A complete grant application overview and eligibility requirements are available on the SHF home page at www.superiorhealthfoundation.org or the SHF office at 121 North Front Street, Marquette. The application deadline is 5:00 p.m. Monday, September 8. For more information, contact Jim LaJoie at 225-6914.

Marquette County Democrats headquarters open
The 2014 Marquette County campaign headquarters are located at 1021 West Washington Street. Included in the ceremony were remarks from special guests Jerry Cannon, Democratic candidate for Congress and Lisa Brown, Democratic candidate for Lieutenant-Governor. 

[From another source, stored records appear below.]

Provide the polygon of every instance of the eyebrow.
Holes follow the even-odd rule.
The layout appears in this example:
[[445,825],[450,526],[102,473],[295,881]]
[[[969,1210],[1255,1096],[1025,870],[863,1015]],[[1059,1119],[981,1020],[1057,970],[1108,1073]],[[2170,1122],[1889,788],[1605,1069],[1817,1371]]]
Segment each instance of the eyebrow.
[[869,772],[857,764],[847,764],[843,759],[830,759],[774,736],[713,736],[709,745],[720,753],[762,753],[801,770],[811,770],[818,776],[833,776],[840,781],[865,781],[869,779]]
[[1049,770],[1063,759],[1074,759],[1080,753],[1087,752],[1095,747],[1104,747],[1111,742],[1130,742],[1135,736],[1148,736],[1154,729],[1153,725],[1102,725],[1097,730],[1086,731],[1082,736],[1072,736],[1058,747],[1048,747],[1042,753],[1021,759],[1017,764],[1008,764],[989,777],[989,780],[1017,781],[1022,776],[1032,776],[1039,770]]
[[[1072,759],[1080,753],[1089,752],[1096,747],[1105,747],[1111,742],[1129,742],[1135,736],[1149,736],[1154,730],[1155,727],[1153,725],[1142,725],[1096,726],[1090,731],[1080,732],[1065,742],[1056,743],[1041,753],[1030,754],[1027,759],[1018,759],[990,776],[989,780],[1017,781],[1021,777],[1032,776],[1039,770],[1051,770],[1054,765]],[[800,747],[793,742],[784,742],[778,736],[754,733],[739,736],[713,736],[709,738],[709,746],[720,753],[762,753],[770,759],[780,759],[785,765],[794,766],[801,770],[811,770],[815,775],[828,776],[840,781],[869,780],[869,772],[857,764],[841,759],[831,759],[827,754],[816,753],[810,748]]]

Halloween Spectacle volunteer opportunities available
The City of Marquette Arts and Culture Center announced the third annual Halloween Spectacle, scheduled for Saturday, October 25. The City of Marquette and the Downtown Development Authority will host a large-scale community outdoor performance of giant puppetry, percussion and theatrical dance. MACC is looking for volunteers – individuals, groups, teams, organizations, co-workers, and families.
If you or your group has an idea or wants to take part in the Spectacle, contact the arts center, located at 217 North Front Street in the lower level of PWPL. Needed are actors, musicians, set builders, stage managers, costume designers, make up artists and security personnel. All ages are encouraged.
For more information, call 228-0472 or email arts-culture@mqtcty.org

Waiting for Orson performed at the NY Fringe Festival
An official selection of both the 2014 Chicago Fringe Festival and the juried New York International Fringe Festival (FringeNYC), Waiting for Orson is a jazz-infused journey into the inner workings of a mind either devolving into insanity or reaching for enlightenment. Inspired by surreal events, Ian Leahy’s play tells the story of an idealistic young man shattering the closest relationships in his life for the fervent belief that an extraterrestrial will meet him in New York’s Penn Station to deliver a world-changing musical gift.
The cast and crew of Waiting for Orson is made up of Marquette area residents who will take the show on the road from the Upper Peninsula to New York and Chicago.
Director and NMU theatre graduate Rebekah Heldt believes it is important to give area residents an opportunity to experience and support the show.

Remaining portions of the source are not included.